Re: Combining class for Thai characters

From: Peter_Constable@sil.org
Date: Thu May 23 2002 - 03:28:01 EDT


On 05/21/2002 10:07:32 AM Samphan Raruenrom wrote:

>I have something to consult with you about the properties of Thai
>characters in Unicode...

>The (below-attached) tone marks "MAI EK, THO, TRI, CHATTAWA" have
combining
>class 107

That's "above-attached", of course (simply a typo).

>My first question is :-
>Why the above-attached vowel signs/marks all have combining class 0?
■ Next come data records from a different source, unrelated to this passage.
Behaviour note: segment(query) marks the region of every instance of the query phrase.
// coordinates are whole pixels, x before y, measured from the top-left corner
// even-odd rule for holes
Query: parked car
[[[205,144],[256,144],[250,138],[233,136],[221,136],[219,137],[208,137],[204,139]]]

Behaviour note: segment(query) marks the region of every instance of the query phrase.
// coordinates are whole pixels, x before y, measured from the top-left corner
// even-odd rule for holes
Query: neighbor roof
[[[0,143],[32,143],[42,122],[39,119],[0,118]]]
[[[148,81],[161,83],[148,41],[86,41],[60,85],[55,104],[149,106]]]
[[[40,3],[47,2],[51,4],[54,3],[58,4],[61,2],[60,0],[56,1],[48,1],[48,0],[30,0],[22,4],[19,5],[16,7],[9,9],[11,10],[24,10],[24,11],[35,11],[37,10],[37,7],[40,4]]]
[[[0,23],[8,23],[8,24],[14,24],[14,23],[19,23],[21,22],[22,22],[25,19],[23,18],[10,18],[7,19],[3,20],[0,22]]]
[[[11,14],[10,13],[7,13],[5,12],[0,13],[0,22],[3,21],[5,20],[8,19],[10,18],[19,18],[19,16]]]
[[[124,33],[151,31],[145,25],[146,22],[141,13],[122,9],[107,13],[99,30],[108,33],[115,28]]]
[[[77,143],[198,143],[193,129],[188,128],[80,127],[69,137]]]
I'm not positive on the history, but here's my take: As you mention, there
is a sequencing constraint in WTT. In an earlier version of the Unicode
standard (prior to 2.1) all of the Thai characters of category Mn had
fixed-position classes. I'm guessing that that was influenced by a notion
of there needing to be a specific order, as in WTT. It didn't really
accomplish anything to have all the different fixed position classes,
though. If anything, it created some complications, which I won't
elaborate on. At any rate, between 2.0 and 3.0, a lot of fixed-position
classes, both for Thai and for other scripts, were simplified. In so
doing, many were set to 0.

My opinion is that they should have been simplified, but that setting the
bulk of them to 0 was a mistake and creates some significant problems
(which go a step beyond the questions you raise here). I think they should
have been simplified in line with the final suggestion you make: have
those that interact typographicallay have the same class. (I'd say the
same of many other combining marks in a number of other scripts.)

>This inhibits them from participating in normalizations, right?

Well, it's not clear what you mean by that. Having them set to combining
class 0 means that they do not re-order when performing canonical
ordering, and so they are already in canonical order, hence in normal form
(except that in NFKD and NFKC there is the compatibility decomposition of
sara am).

>Examples :-
>The sequences (both of which should look the same on non-WTT shaping
engine) :-
>(1) KO KAI + SARA UU + MAI EK -> ¡Ùè -> combining class = 0, 103, 107
>(2) KO KAI + MAI EK + SARA UU -> ¡èÙ -> combining class = 0, 107, 103
>
>While Unicode doesn't have the notion of invalid sequence, Thai has one,
>defined by a
>national standard (WTT) to be (approximately) :
>CONSONANT + (above or below) VOWEL SIGN + TONE MARK or THANTHAKHAT
>
>The same concept occurs in, for example, Devanagari...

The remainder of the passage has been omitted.